The next problem we’re going to do on the solve multi step inequalities worksheet is number six. This problem gives us 10x plus three plus 4x is greater than or equal to negative 25. Again, the first step is to combine like terms. We combine 10x plus 4x and we get 14x. Bring down the plus 3 and the greater than symbol and the negative 25. Then we have to get x on one side by itself. We’re going to subtract 3 from this side so that the 3s cancel, whatever you do to one side you also have to do the other. We subtract 3 on this side and we bring down our 14x is greater than or equal to negative 25. Minus 3 is negative 28. And then 14 times x we have to undo. We divide both sides by 14. The 14s cancel we’re left with just x on this side is greater than or equal to negative 28 divided by 14 is negative two. Our answer is x is greater than or equal to negative two.

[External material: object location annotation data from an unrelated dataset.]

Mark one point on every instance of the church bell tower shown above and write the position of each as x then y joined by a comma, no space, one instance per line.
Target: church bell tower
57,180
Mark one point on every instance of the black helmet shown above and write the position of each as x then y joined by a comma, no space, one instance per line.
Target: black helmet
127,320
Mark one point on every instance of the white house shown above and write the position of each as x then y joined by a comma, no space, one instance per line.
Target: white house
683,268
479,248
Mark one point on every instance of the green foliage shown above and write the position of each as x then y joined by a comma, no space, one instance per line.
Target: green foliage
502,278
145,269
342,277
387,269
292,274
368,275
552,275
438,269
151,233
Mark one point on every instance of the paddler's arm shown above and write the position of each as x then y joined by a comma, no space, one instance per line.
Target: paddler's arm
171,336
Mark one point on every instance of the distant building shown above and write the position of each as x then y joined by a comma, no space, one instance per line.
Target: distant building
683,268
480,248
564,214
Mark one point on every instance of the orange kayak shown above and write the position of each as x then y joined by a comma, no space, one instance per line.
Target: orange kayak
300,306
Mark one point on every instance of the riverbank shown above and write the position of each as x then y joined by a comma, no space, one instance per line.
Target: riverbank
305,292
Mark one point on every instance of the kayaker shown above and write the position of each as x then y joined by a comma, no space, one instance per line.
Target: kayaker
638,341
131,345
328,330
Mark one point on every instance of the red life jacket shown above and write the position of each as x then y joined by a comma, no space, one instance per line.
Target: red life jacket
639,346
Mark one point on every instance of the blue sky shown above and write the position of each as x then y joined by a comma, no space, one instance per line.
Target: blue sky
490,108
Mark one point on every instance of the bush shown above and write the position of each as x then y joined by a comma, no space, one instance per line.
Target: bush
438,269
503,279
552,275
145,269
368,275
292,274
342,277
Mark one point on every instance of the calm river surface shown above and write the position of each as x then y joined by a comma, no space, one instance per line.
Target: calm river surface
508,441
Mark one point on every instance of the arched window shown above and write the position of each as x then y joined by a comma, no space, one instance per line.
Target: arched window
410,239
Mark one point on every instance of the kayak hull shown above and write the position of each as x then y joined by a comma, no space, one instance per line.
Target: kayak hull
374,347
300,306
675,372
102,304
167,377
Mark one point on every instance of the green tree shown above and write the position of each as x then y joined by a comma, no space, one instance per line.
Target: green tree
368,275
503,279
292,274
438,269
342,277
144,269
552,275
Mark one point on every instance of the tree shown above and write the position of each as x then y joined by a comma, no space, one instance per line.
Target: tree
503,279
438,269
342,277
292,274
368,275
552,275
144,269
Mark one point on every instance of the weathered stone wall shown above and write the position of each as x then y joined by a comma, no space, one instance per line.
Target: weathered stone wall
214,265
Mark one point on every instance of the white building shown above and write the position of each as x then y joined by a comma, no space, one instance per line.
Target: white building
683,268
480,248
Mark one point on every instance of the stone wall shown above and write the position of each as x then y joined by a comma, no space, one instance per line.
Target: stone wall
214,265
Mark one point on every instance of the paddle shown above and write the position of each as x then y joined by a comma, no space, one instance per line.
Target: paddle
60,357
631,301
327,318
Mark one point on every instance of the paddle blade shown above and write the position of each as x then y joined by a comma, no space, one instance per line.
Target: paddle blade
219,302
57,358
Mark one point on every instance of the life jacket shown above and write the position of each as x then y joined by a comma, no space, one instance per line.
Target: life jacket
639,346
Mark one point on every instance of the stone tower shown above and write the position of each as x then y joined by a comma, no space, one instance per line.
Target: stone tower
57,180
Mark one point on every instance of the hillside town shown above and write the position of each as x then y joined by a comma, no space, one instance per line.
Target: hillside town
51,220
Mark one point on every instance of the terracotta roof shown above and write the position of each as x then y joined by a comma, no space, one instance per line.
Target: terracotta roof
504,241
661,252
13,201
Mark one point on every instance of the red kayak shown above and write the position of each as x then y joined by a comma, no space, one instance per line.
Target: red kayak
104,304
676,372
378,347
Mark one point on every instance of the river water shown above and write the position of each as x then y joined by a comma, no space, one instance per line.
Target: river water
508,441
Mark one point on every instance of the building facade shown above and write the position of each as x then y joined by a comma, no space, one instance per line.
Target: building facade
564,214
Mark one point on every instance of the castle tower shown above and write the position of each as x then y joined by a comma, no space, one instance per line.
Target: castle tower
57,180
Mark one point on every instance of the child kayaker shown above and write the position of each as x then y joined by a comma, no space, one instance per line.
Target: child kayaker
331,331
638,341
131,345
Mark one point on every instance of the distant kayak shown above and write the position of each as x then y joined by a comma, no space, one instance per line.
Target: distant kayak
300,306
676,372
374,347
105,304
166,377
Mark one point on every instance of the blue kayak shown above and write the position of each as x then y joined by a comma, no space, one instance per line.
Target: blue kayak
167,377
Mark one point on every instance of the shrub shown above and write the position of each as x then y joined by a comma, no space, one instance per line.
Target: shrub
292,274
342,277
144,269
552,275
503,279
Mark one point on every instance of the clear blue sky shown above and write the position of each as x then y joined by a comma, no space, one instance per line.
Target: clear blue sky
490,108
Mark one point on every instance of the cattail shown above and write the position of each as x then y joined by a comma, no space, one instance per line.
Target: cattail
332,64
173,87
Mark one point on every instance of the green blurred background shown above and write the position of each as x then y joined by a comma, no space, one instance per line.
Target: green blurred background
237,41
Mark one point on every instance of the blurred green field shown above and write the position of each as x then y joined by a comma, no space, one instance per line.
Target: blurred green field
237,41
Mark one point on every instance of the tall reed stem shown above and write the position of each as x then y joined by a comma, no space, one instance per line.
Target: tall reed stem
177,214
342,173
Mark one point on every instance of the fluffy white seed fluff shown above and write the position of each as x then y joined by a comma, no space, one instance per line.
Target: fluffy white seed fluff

Finally, the last problem on our multi step inequalities worksheet is going to be number seven. We have negative x plus one minus x is less than or equal to negative 77. Again, the first step is to combine like terms. We have negative x and this is like negative 1x minus another negative 1x. Negative 1 minus 1 is negative 2. We have negative 2x, bring down our plus 1, our less than or equal to symbol, and our negative 77. Then we have to get x on one side by itself. We’re going to subtract 1 here so that the ones cancel. We do minus 1 here so now we have negative 2x is less than or equal to negative 77 minus 1 is negative 78. Then we have to undo this negative 2x. This is like negative 2 times x so we divide by negative 2 so that the negatives and the 2s cancel. Whatever you do to one side you do the other. You divide this side by negative 2 as well. We have x on this side, now we divided by a negative number and because we divided by a negative it’s going to change our symbol from less than or equal to, to greater than or equal to. Now we have x is greater than or equal to and then negative 78 divided by negative 2 is positive 39. The solution is x is greater than or equal to 39.